Now, however, defenses know not to leave Hines-Allen open and have ample film to scout her tendencies. “People play her for a bull in the china shop, going right,” Sanders said, referring to Hines-Allen’s ability to muscle her way to the basket and score. They know she can go coast-to-coast in transition, too, and give her fewer gaps to penetrate. Sometimes, they send a second defender at her in the paint, willing to risk giving up an open 3-pointer to prevent her from getting an easy bucket.

“She’s tough. She’s a really strong post player,” New York Liberty head coach Sandy Brondello said on July 21. “Can shoot the three and take you off the dribble but also back you in there.” In the teams’ first two matchups this season, Brondello said, the Liberty “brought crowds” against Hines-Allen, hoping to make her uncomfortable. Hines-Allen had just five points in those two games on 2-for-12 shooting, but she got the last word with 13 points in the teams’ final meeting.

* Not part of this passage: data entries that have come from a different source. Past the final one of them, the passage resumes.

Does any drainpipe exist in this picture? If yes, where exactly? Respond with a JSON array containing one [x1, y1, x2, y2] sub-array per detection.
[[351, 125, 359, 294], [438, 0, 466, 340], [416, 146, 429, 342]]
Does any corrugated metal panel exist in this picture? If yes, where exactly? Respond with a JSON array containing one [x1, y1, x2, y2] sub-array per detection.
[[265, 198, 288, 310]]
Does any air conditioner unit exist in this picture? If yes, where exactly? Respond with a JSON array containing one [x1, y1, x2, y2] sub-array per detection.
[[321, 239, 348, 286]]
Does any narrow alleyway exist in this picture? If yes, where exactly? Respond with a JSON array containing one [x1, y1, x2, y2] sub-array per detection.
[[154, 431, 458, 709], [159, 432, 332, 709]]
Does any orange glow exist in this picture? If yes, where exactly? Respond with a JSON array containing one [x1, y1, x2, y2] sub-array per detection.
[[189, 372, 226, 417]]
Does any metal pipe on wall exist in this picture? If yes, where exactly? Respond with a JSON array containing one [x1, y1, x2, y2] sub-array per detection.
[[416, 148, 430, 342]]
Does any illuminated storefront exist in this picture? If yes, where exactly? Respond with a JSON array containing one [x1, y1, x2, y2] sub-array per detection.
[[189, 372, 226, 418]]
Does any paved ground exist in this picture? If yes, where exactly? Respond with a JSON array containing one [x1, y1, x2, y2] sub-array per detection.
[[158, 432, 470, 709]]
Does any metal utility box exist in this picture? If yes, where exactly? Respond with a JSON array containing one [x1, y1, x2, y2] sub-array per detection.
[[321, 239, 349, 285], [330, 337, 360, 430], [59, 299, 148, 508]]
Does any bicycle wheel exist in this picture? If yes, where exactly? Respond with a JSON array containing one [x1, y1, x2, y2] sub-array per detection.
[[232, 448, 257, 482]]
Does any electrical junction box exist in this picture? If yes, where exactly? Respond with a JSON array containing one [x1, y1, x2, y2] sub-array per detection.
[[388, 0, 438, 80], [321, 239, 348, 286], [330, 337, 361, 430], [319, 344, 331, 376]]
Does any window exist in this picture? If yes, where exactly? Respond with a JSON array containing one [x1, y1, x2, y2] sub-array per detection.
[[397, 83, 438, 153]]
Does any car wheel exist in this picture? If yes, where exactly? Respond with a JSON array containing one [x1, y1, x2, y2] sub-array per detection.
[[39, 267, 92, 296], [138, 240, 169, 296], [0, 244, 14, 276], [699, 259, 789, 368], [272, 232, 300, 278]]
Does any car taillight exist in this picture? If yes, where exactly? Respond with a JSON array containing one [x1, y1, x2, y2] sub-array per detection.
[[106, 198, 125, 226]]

Hines-Allen has had to figure out how to counter that additional attention and respect from defenses this season. “For a while, she was just kind of playing on instinct — probably her first couple of years,” Eric Thibault said. “… She and Ariel are kind of in the same space of, okay, I’ve been able to just play and be good. Now I’ve got to play, stay aggressive, but also think and process and read defense and adjust to how people are playing me. So I think that’s a big step, and everybody kind of hits it at different times.”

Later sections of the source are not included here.